Complete Electroweak Chiral Lagrangian with a Light Higgs at NLO

TL;DR

This paper develops a comprehensive effective field theory framework for the Standard Model with a light Higgs, incorporating next-to-leading order corrections to account for potential strong electroweak symmetry breaking dynamics.

Contribution

It constructs the complete NLO electroweak chiral Lagrangian with a light Higgs, generalizing previous models and including strong dynamics scenarios.

Findings

Derived systematic power counting for loop expansion.

Identified classes of counterterms at one loop order.

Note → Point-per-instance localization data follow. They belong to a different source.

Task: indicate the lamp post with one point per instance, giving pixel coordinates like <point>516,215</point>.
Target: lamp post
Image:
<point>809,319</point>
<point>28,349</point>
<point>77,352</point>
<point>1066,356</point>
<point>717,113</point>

Unified description encompassing SILH and dimension-6 linear Higgs models.

Abstract

We consider the Standard Model, including a light scalar boson $h$, as an effective theory at the weak scale $v=246\,{\rm GeV}$ of some unknown dynamics of electroweak symmetry breaking. This dynamics may be strong, with $h$ emerging as a pseudo-Goldstone boson. The symmetry breaking scale $\Lambda$ is taken to be at $4\pi v$ or above. We review the leading-order Lagrangian within this framework, which is nonrenormalizable in general. A chiral Lagrangian can then be constructed based on a loop expansion. A systematic power counting is derived and used to identify the classes of counterterms that appear at one loop order. With this result the complete Lagrangian is constructed at next-to-leading order, ${\cal O}(v^2/\Lambda^2)$. This Lagrangian is the most general effective description of the Standard Model containing a light scalar boson, in general with strong dynamics of electroweak symmetry breaking. Scenarios such as the SILH ansatz or the dimension-6 Lagrangian of a linearly realized Higgs sector can be recovered as special cases.